Artur Hefczyc opened 1 decade ago
|
|
Now we have two different implementations used to store nodes, subscriptions and affiliations in database.
Unfortunately we use common code to search in PubSubDAO and PubSubDAOJDBC which forces us to load all subscriptions of a user to load and later search in them. Because of that I think that it may be hard to search 30mln of nodes for nodes subscribed by a user. To improve performance we would need to improve database API and use only PubSubDAOJDBC or change schema used by PubSubDAO and also improve database API. I think that anyone from our team can work on this issue but I suppose that we should also consider who will work on improvements in database API we considered some time ago. |
|
Ok, please start working on this. |
|
I redesigned database schema for PubSub component, which allows us to query for affiliations and subscriptions directly on database level, which will improve performance of described features. Following change in database schema will be part of Tigase PubSub Component 3.0.0 |
|
We need some tests to see the performance improvement. Could you please run some tests for most typical PubSub use cases to see the performance difference? Ideally we would like to have comparison between all 3 PubSub data storages. If we have populate the DB with test data over XMPP we could have the same exact tool and test for all 3 DBs. Even better we could compare Tigase PubSub to other PubSub systems out there. Actually time necessary to load DB over XMPP could be also measured and should be part of the test. Eric can help you with setting up systems with Tigase with all 3 different configuration (and maybe other XMPP servers as well?????? ejabberd, openfire, prosody). Then we could run tests:
Tests: We are interested here DB access performance so, please plan a few tests which focus on DB performance, rather then generating a high traffic
Andrzej - I also have one additional question which always worries me when I think of a high PubSub usage. What would happen if you post a new publication to a node with 10M subscribers? Will this overload the Tigase? I remember trying to add some logic to PubSub which would monitor memory usage and slowly send notifications to all subscribers. I do not remember if this code is in our current implementation but please think of this. Do we have anything which prevents OOM in such a case? |
|
I will start from last question. I haven't seen any code which could prevent from OOM in case of 10M subcribers or anything like that so it would be possible that it could overload Tigase. As for a tests, do we have a mechanism which should or could be used for a test? TTS? We should test not only database performance as slowness of PubSub component was caused by not optimal database schema and a lot of synchronization inside DAO mechanisms (default single connection to DB and single writing thread for storing node configuration). Both things were improved in same task as this was part of database access layer which was needed to be improved to create better database schema. So I think we should test concurrent access - high traffic? |
|
Andrzej Wójcik wrote:
Ok, this is something to work on as well. I have created a new task for this: #1694.
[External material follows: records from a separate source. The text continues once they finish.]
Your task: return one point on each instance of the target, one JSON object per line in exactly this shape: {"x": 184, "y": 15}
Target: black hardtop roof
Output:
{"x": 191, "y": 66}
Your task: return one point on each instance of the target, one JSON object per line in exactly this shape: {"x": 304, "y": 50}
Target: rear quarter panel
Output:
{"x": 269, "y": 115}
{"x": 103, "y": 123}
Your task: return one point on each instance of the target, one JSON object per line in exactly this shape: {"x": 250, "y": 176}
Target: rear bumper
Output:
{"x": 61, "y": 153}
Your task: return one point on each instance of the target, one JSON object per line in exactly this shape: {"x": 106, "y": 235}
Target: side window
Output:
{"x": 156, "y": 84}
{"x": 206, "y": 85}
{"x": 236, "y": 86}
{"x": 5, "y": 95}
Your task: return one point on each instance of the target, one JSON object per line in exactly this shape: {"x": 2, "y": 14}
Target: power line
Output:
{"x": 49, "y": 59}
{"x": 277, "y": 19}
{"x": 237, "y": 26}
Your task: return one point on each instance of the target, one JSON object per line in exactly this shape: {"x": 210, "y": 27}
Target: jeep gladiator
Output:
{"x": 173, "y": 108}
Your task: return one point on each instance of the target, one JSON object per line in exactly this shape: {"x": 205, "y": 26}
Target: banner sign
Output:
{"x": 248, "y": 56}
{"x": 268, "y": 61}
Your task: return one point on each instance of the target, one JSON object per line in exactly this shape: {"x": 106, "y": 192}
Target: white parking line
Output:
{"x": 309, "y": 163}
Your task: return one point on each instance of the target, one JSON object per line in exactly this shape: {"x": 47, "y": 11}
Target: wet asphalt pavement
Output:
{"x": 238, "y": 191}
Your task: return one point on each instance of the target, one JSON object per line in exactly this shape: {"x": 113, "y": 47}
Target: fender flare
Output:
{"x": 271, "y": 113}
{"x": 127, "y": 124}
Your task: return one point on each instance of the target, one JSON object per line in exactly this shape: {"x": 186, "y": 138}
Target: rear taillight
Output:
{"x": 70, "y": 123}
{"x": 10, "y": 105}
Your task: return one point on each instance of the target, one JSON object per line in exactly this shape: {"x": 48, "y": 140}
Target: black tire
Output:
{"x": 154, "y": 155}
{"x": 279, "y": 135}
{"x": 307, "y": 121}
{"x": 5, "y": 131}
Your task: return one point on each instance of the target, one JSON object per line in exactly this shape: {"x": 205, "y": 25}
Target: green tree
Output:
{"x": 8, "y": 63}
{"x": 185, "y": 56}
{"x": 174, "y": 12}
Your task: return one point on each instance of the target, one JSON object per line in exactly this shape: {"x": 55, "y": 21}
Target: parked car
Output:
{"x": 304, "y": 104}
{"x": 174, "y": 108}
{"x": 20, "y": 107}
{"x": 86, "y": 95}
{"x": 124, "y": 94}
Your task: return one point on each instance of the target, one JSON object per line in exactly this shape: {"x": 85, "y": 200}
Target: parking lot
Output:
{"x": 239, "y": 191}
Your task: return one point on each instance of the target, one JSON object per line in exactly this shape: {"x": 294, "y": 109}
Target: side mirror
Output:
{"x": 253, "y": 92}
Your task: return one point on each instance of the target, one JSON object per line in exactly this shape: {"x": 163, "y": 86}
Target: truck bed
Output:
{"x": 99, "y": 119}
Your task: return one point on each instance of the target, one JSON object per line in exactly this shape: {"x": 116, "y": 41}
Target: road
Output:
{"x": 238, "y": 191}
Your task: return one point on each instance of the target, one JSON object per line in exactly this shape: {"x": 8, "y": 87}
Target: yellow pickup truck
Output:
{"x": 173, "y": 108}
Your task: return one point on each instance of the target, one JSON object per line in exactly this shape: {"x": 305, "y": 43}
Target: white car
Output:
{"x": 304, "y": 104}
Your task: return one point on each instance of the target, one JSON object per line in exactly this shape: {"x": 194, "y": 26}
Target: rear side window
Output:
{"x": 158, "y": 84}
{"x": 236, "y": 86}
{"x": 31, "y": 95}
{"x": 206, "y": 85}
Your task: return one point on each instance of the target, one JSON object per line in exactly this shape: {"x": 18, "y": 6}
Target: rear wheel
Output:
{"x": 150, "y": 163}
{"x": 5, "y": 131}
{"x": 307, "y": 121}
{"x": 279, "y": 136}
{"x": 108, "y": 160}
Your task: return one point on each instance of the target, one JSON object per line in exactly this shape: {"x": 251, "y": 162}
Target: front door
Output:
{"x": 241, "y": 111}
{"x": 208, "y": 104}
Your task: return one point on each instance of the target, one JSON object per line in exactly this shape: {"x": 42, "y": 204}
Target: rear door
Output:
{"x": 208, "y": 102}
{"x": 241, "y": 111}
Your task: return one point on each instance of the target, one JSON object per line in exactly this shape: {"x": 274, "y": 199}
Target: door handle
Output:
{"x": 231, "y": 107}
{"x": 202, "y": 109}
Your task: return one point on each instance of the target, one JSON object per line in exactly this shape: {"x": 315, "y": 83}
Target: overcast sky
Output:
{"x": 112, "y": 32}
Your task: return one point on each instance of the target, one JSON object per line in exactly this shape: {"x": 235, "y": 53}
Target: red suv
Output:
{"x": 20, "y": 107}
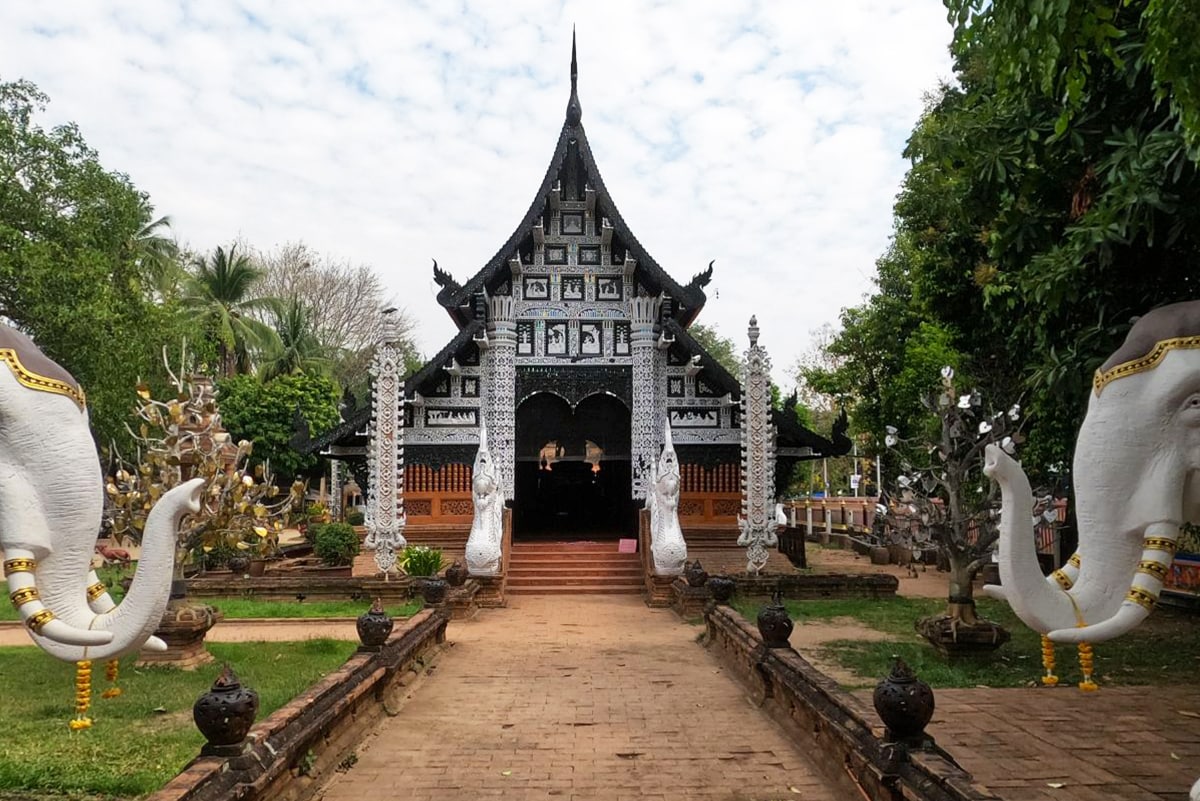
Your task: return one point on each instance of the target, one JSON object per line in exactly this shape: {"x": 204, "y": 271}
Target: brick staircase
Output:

TTS is not suitable for performance tests unfortunately. We could use either Tsung or write a simple command line client in Java or Groovy using JaXMPP2. With out own code we have more control over what we do and how we do it. Tsung is easier to run large and distributed load tests but probably this is not what we want to do here. There is also a built-into Tigase code for testing PubSub so you actually do not need any external tool or users connection to put some load on PubSub. PubSubTestsTask If you know how to use it, it might be good enough. In order to activate the task you have to configure StanzaReceiver component, and then connect with Psi to the server, browse service discovery for the component and create a new task. Pick PubSubTest task from the list and that's it.
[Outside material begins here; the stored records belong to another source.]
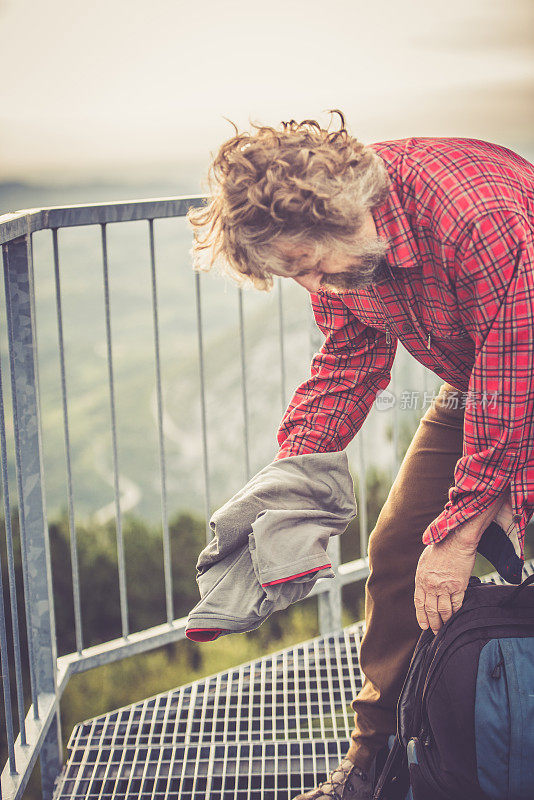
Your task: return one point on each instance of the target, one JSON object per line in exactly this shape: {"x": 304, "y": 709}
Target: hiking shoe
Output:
{"x": 345, "y": 782}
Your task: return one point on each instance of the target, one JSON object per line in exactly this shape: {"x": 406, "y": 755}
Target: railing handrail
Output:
{"x": 40, "y": 729}
{"x": 29, "y": 220}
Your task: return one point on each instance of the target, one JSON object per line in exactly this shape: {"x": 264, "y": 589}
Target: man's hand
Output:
{"x": 441, "y": 579}
{"x": 444, "y": 569}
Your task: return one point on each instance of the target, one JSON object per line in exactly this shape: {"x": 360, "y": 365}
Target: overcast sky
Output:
{"x": 111, "y": 85}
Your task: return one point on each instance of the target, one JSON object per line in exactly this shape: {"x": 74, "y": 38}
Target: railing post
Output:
{"x": 329, "y": 602}
{"x": 35, "y": 547}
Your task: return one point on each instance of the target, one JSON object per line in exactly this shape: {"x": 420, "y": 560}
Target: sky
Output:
{"x": 124, "y": 87}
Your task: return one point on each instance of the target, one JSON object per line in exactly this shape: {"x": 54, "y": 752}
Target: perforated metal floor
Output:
{"x": 266, "y": 730}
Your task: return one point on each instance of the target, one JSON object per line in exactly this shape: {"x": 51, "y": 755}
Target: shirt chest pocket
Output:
{"x": 367, "y": 307}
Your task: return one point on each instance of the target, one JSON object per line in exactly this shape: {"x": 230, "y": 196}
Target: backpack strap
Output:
{"x": 515, "y": 594}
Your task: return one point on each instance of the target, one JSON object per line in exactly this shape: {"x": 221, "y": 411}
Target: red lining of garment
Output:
{"x": 203, "y": 634}
{"x": 283, "y": 580}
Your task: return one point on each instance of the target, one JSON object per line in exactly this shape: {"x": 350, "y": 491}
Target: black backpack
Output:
{"x": 465, "y": 716}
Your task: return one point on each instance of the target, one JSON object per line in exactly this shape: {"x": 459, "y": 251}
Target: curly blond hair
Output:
{"x": 302, "y": 184}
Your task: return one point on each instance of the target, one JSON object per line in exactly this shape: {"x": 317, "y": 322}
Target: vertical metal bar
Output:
{"x": 244, "y": 383}
{"x": 30, "y": 480}
{"x": 205, "y": 463}
{"x": 8, "y": 713}
{"x": 362, "y": 493}
{"x": 72, "y": 526}
{"x": 22, "y": 532}
{"x": 118, "y": 515}
{"x": 282, "y": 348}
{"x": 164, "y": 516}
{"x": 328, "y": 602}
{"x": 11, "y": 571}
{"x": 395, "y": 423}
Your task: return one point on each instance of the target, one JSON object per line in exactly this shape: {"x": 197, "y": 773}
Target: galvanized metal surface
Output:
{"x": 30, "y": 481}
{"x": 268, "y": 729}
{"x": 27, "y": 221}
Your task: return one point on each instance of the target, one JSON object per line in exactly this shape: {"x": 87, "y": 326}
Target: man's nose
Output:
{"x": 310, "y": 282}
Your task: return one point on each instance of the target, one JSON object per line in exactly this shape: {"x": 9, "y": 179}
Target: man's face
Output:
{"x": 335, "y": 271}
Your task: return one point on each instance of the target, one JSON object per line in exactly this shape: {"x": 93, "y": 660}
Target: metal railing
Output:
{"x": 39, "y": 732}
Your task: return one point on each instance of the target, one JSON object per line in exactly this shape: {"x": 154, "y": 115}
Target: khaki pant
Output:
{"x": 417, "y": 496}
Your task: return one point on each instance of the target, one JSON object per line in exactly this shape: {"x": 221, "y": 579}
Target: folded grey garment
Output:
{"x": 270, "y": 543}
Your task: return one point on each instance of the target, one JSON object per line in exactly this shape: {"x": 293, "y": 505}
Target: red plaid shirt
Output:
{"x": 460, "y": 298}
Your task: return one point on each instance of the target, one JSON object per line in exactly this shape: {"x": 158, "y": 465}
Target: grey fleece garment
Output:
{"x": 269, "y": 544}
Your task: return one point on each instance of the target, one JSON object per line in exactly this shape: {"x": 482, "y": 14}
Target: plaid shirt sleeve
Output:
{"x": 352, "y": 366}
{"x": 495, "y": 290}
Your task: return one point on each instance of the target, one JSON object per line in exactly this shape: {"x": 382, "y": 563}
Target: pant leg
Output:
{"x": 417, "y": 496}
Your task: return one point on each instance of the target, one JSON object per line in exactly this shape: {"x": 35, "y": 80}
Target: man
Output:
{"x": 428, "y": 241}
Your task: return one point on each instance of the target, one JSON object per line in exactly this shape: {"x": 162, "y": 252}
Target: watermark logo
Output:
{"x": 385, "y": 400}
{"x": 414, "y": 400}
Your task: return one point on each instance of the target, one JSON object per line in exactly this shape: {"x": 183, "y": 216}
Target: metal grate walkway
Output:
{"x": 268, "y": 729}
{"x": 265, "y": 729}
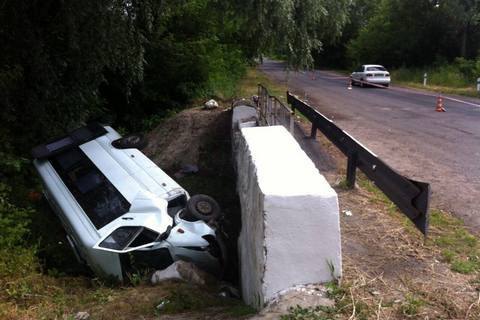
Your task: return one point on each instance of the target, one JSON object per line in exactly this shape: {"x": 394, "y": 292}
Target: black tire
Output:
{"x": 203, "y": 207}
{"x": 136, "y": 141}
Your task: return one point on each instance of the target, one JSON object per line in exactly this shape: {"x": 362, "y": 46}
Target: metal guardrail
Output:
{"x": 273, "y": 112}
{"x": 411, "y": 197}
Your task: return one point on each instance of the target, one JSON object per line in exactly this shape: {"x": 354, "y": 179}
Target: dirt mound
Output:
{"x": 177, "y": 141}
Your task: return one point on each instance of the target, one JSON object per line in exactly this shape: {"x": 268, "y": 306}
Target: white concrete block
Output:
{"x": 290, "y": 217}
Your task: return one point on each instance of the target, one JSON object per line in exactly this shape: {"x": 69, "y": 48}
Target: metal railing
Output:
{"x": 411, "y": 197}
{"x": 273, "y": 112}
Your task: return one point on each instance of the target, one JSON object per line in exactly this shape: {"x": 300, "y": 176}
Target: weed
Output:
{"x": 317, "y": 313}
{"x": 458, "y": 247}
{"x": 411, "y": 305}
{"x": 343, "y": 184}
{"x": 240, "y": 310}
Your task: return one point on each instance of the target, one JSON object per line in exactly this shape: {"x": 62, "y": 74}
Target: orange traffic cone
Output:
{"x": 439, "y": 107}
I agree, this makes sense. But probably we are not interested in hundreds of thousands users connection, instead 100 or 1,000 users would be good enough. Actually we do not need users at all. It could be a single user accessing multiple nodes at the same time. What I mean is the user simulator software could be very simple thing. |
|
Referenced from commit 1 year ago
|
Type |
New Feature
|
Priority |
Normal
|
Assignee | |
RedmineID |
1667
|
Let's say we have 30 mln PubSub nodes and we want to have a list of PubSub nodes for a given subscriber. We assume that we have just a few (max 100) PubSub nodes for a single subscriber so we do not worry about loading 30 mln, the problem is just searching DB in an efficient way.
Can we do this efficiently? Given the way Tigase stores subscribers right now it might be problematic.
Andrzej, could you please review this problem and decide whether we need to do something and who should work on this if needed?